唐澤 人会長,竹嶋康弘・宝住与一両副会長ならびに,羽生田俊・今村聡両常任理事は,八月十,十一の両日,「平成十九年度医療に関する税制改正要望(重点項目)」に基づいて,川崎二郎厚生労働大臣,谷垣禎一財務大臣(写真),および自民党税制調査会メンバーに対し,要望を行った.
当日は,重点項目を中心に要望項目の説明を行ったが,特に消費税問題については,現在の五%の税率であっても大病院では大きな消費税負担を強いられており,医療機関にとっては言われなき負担といっていい.今後,消費税率が上がることになれば,医療機関の存続にかかわる大きな問題になり,ひいては地域医療そのものの崩壊につながっていくことになるとして,その改善を求めた.

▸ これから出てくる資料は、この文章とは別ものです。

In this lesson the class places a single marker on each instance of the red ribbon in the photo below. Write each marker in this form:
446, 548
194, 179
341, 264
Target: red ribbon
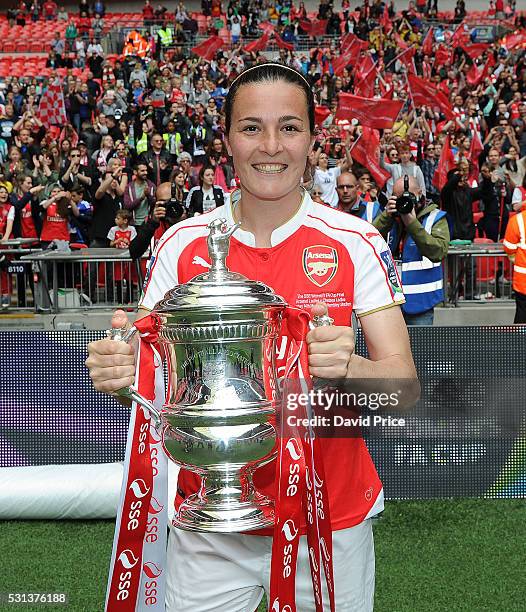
302, 491
127, 565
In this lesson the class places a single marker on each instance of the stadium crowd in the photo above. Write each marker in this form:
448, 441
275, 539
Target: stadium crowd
100, 133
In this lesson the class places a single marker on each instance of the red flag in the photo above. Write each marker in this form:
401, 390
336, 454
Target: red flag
316, 27
282, 44
258, 45
427, 43
515, 40
266, 26
445, 163
373, 112
400, 42
407, 59
320, 114
51, 109
339, 63
350, 39
209, 47
385, 20
366, 151
365, 77
475, 50
443, 56
424, 93
475, 149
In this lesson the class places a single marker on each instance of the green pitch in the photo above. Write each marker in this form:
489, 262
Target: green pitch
433, 556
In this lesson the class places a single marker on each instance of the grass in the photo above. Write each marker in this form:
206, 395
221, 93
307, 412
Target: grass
433, 556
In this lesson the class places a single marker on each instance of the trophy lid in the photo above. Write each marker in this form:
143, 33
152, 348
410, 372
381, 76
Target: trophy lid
219, 289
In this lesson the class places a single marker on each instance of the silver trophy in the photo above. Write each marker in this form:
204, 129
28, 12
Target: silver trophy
218, 333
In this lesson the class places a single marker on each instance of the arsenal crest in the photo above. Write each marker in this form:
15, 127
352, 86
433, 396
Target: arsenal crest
320, 264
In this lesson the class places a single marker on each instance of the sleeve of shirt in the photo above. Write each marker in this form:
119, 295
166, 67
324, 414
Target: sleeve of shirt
376, 282
161, 272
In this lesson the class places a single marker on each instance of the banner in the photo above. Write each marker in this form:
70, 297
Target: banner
464, 438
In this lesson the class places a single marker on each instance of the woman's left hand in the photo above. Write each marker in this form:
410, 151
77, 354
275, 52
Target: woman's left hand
330, 347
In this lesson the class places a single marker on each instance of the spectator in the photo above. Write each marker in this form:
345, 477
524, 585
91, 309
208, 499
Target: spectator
55, 219
405, 166
81, 215
74, 172
206, 196
424, 234
349, 201
108, 200
157, 159
49, 10
325, 177
120, 236
139, 196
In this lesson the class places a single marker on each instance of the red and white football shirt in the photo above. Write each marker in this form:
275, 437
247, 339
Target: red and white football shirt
320, 254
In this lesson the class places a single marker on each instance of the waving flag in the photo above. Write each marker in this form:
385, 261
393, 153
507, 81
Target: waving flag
373, 112
425, 94
209, 47
366, 151
427, 43
445, 164
316, 27
51, 109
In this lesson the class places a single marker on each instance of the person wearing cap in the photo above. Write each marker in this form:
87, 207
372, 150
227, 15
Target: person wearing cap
191, 174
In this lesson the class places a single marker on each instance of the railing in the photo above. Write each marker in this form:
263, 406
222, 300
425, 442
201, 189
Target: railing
88, 278
478, 273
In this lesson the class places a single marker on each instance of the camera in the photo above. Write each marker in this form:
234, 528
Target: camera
174, 209
407, 201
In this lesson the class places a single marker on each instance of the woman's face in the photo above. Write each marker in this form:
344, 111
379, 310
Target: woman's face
208, 178
270, 141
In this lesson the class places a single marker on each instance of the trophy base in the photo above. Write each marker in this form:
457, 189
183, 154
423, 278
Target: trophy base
197, 515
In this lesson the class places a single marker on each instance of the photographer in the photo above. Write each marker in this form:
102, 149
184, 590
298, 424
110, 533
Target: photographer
424, 234
168, 210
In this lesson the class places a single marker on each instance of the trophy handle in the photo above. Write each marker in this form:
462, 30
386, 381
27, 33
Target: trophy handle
123, 334
322, 321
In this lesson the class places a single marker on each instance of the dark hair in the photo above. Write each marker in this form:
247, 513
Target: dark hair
124, 214
269, 72
202, 173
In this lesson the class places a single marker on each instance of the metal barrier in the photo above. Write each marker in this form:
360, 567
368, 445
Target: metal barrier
89, 278
53, 281
478, 272
18, 274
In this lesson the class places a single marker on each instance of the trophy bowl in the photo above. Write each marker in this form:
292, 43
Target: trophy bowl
218, 334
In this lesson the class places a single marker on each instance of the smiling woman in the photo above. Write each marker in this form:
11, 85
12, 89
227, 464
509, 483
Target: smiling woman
316, 258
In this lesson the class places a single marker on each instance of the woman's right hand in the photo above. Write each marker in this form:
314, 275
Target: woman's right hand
111, 363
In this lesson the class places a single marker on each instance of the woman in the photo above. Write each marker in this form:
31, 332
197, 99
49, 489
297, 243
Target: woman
28, 223
7, 218
280, 227
217, 157
102, 156
206, 196
15, 165
326, 177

また,診療報酬において,控除対象外消費税負担分は手当が行われているとされている点についても,「消費税導入時ならびに消費税引き上げ時における手当分については,その後の診療報酬の改定で,上乗せされているかどうかが,現状では分からなくなっている」と述べ,理解を求めた.
もう一つの大きな問題である事業税の特例措置についても,社会保険診療報酬は政府関係機関である支払基金から支払われる給与的性格を持ち,源泉徴収を課されていることからも事業税の対象にならないことは明らかであると指摘.
また,社会保険診療報酬は,「公共性」「非営利性」という言葉に基づいて事業税非課税措置がとられてきた点を再確認したうえで,医師は自治体からの極めて低廉な費用負担で,休日救急医療,学校医,予防注射,住民検診など数十の地域医療活動に日夜従事していることを説明.医業は他の業種とは異なるとして,弁護士や電気・ガス供給業を例にとり,社会保険診療にも事業税を課税すべきだと主張する向きがある点に対しては,「弁護士のような自由料金ではなく,低技術評価の診療報酬制度であること」「公益性が高いと言われる電気・ガスの供給業などは,いずれも独占的な大企業で配当も認められており,医療法によって営利目的の開設を禁じられている医療機関や配当を禁じられている医療法人と比較することができないこと」を説明し,理解を求めた.
さらに,今年度においても,現状社会保険診療に係る所得については事業税が非課税とされていること(個人,法人とも),社会保険診療以外については,医療法人は特別法人とされ,軽減税率が適用されていることから,社会保険診療報酬に対する事業税非課税の特例措置を,医療法人の事業税については,特別法人としての事業税率による課税措置を,それぞれ存続することについて要望を行った.